Os meus pés secos, a minha alma perturbada. Não era a minha vida que estava em risco. A minha angústia era com outros, que outros seriam, quem estava em risco, quem via a vida de pernas para o ar, nesse acidente e os meus olhos procuravam gente, mas que gente era essa, que me eram a mim, que produziam a angústia e o vazio. Voltei ao aviso.

- Não vás nesse avião, e eu depreendo que teria marcado de ir, de o fazer, de estar nesse voo onde as coisas sofreram um volte face, e, mais do que isso, o que vi foi o acidente, como algo futurista, algo que vem e vai trazer mais morte que vida, mais sofrimento que concretização, porque oiço o mar calmo e o seu linguajar, revelando objetos e ocultando perdas, 

- Não vás nesse avião e essa cadela estará no teu futuro, alguém me avisa que não devo voar, invoco Freud, para o voo e para a cadela, e vejo o rosto da Kirie enquanto tomo o meu café na cozinha, e não sei se foi um aviso ou se, mais do que aviso, do que o alerta para não viajar, é antes uma forma de me dizer que os sonhos que carrego têm prazo de se findar e não de se tornarem reais, porque os sonhos podem ser reais ou surreais.

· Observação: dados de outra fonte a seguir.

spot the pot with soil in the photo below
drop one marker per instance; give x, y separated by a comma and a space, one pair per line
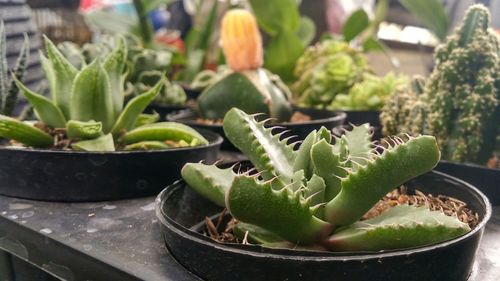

Que a cadela pode ser perfeitamente um alerta de que a minha cadela me vai atacar, ou que, eu devo controlar os meus instintos animais, evitar de me tornar irascível com as distintas injustiças, ou, por outro lado de defender-me das injustiças, mostrando o meu lado menos afável, menos acolhedor, menos de mim e mais do que necessito adotar. Defender o meu território, já que impus limites, fronteiras, já que soube dizer basta, talvez seja necessário em mim confrontar com atitude e não só com palavras. 

-Não vás nesse avião, o quadro elétrico desliga o terceiro botão no quadro e tenho a certeza de que o curto começou a acontecer, desde que mudei a bicha do chuveiro. Deixei de ter acesso ao chuveiro normal, o do telefone, e passou a ser o maior, de cima da cápsula que serve o dia-a-dia, exceto quando um de nós se esquece e volta ao chuveiro de mão e aí o quadro pode estar horas e dias sem que nenhuma das tomadas dos quartos e do sanitário possa ser ligado. 

- Não vás nesse avião, e eu receio que me venham dizer que marcaram passagem para ir aqui ou ali, convidando-me a ir, ou a ter de sofrer a sua ida, como se as premonições que carrego fossem mais do que sonhos de aviso próprio, e eu não quero ir nesse avião e talvez fosse bom que alguém avisasse de que esse avião não deveria levantar, sair do hangar, permanecer na oficina, nem pilotos e nem hospedeiros, nada nem ninguém deve seguir nesse voo. Que esse voo deve ser cancelado, extinto, modificado. Que alguém deve cancelar em mim o voo para que me preparei, de mochilas e adereços, de excesso de saudade, que me deve curto-circuitar a tendência de sonhar.

- Não vás, não vou, não saio, não estou, não luto. Aceito e permuto o sonho pelos voos das agências que vão sendo divulgados em páginas de autor, de livros, de muitos livros onde os voos não caem e limitam-se a riscar o céu, nestes corredores aéreos, que vejo ao erguer os olhos ao céu, neste pedaço de mundo onde as viagens são feitas na cama, de olhos abertos e fechados. Não me trago ansiedades, porque os agoras viraram presentes em mim e eu não vou nesse avião. O meu avião não vai descolar, vai ficar no chão deste hangar a que chamo prisão celibatária. E a selvagem que vive em mim vê lutas nos meus iguais e não quer, de todo, hostilizar nem a si e nem aos demais, quer apenas desembrulhar o presente, sem bombas-relógio que detonem ou coloquem em pausa o hoje, que hoje chove e amanhã não sei, que hoje importa e o amanhã por ora foi dispensado, tanto como o passado, nesta nova terça-feira.